《今週のテーマ》
★問題を愛せ
コンサルタントという仕事は、問題解決の連続である。企業は
問題があるからコンサルティングを依頼する。だから私のような
商売は、絶えず問題の渦のなかに埋もれているようなものである。
この仕事に携わった当初は、胃の痛くなるような毎日だった。今
日も問題、明日も問題。ところが問題と毎日向き合い、いかに解
決していこうかと頭を悩ませていくうち、その問題と仲良くして
いる自分に気付いたのだ。
「問題解決の第一歩は問題発見である」
そこに気付いたからだ。それからはどんどん問題を愛せるよう
になったのである。相手が10考えたら、私は11のことを提示する。
そのためにはあの手、この手で問題と取り組んでみる。視点を変
えてみる。こういう切り口で見ればもっと違った角度で見られる
かもしれない。立体的に見てみたらどうだろうか。一つの問題を
いろいろな角度から眺めて、ああでもない、こうでもないと考え
ると、方法論はいくらでも沸いてくるものだ。
私が以前手がけたコンサルティングに、ホテル付きゴルフ場の
「歓待計画」というのがあった。
このゴルフ場は、温暖な気候風土、素晴らしい景色という恵ま
れた立地条件を備えているにもかかわらず、お世辞にも流行って
いるとはいえないゴルフ場だった。
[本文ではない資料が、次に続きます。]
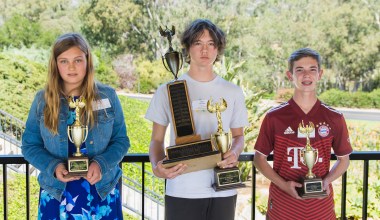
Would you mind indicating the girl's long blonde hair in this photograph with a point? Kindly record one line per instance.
(54, 86)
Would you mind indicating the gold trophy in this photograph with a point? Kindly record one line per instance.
(189, 149)
(312, 186)
(77, 133)
(227, 178)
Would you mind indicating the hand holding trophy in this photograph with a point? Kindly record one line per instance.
(77, 133)
(312, 186)
(227, 178)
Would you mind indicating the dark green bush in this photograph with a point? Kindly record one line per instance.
(338, 98)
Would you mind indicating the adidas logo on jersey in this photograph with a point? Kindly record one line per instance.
(289, 130)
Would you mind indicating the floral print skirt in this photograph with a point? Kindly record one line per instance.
(80, 201)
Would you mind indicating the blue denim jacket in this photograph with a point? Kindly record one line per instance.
(107, 143)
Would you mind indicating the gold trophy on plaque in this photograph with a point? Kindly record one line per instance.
(77, 133)
(227, 178)
(312, 186)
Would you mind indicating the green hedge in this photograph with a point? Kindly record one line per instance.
(340, 98)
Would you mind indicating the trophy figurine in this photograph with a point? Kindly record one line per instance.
(312, 186)
(172, 59)
(227, 178)
(77, 133)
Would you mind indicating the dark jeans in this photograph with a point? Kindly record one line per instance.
(219, 208)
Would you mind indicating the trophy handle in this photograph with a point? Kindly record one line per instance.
(163, 61)
(69, 133)
(316, 156)
(181, 60)
(85, 130)
(302, 157)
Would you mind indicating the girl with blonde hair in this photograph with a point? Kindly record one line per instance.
(46, 145)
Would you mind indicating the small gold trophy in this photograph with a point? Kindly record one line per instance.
(227, 178)
(77, 133)
(312, 186)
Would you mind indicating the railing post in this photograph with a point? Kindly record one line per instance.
(5, 191)
(365, 189)
(143, 192)
(343, 197)
(253, 210)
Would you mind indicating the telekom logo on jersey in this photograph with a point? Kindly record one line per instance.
(296, 158)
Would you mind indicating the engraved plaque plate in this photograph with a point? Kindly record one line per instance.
(181, 109)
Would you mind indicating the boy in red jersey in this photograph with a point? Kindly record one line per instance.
(279, 133)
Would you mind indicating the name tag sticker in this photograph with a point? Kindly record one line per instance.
(199, 105)
(101, 104)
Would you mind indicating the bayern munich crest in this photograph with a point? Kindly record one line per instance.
(323, 131)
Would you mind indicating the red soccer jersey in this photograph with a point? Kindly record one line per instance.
(279, 133)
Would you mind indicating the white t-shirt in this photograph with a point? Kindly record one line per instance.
(199, 184)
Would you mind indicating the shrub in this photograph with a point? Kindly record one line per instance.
(338, 98)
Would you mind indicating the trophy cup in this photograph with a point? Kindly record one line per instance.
(189, 149)
(77, 133)
(227, 178)
(312, 186)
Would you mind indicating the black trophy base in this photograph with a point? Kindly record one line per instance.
(226, 179)
(77, 166)
(312, 188)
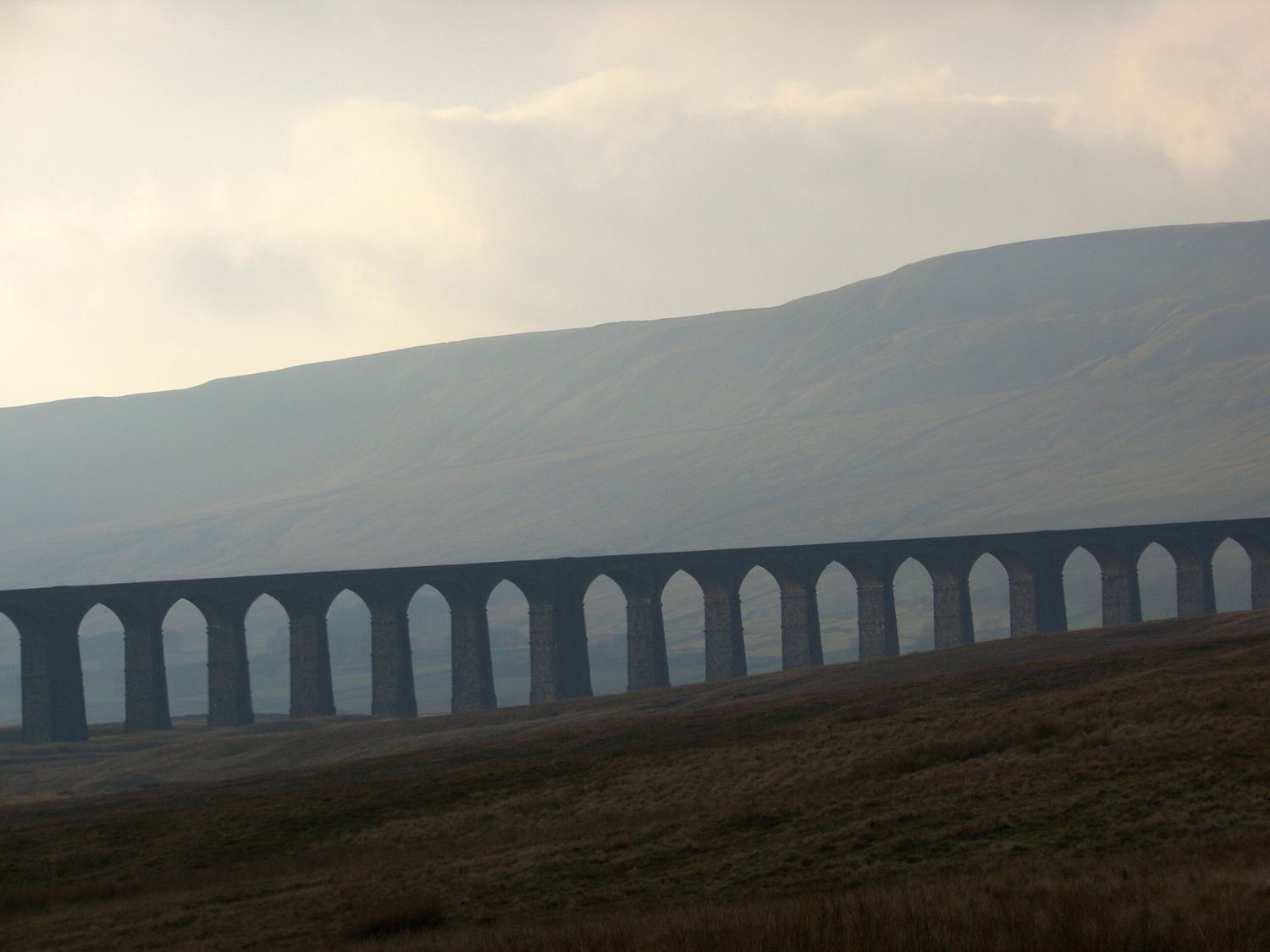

なんとかお客を呼べるように
したいという経営者の依頼を受けて、まずはそのホテルに一泊し
てみた。お客がこない理由はすぐに判明した。
まず第一には、従業員教育がなっていなかったことだ。ホテル
というサービス産業に求められているホスピタリティマインドに
著しく欠けていたのである。第二の問題点は、食事がおいしくな
いことだった。外注に任せた料理の味は、これもまたお世辞にも
おいしいとはいえなかった。
私はまず、従業員の徹底教育を提案した。くつろげる従業員の
笑顔と心の改革である。次に、食堂部門を新設して腕のいいシェ
フを雇い入れた。そして第三の手は、総ひのき風呂を作ることだ
った。結局はこの第三の手が効を奏してお客が集まるようになり、
このホテルは立派に変身を遂げたのである。
問題解決には、必ず三つの手を組み合わせる。この方法はビジ
ネス遂行には欠かせない戦略なのでよく覚えておくといいだろう。
単一の手では、もしもそれが失敗したときの軌道修正に困難があ
る。必ず三つ以上の手を組み合わせて問題に取り組む。経営戦略
の基本ともいえるものだが、ビジネス現場にも十分に応用の効く
手段である。
問題だ、悩みだと深刻に抱え込まないで、ふっと肩の力を抜い
て、いろんな角度から客観的に問題を眺めてみるのだ。遠くの山
が見えていれば、問題は必ず解決するはずなのである。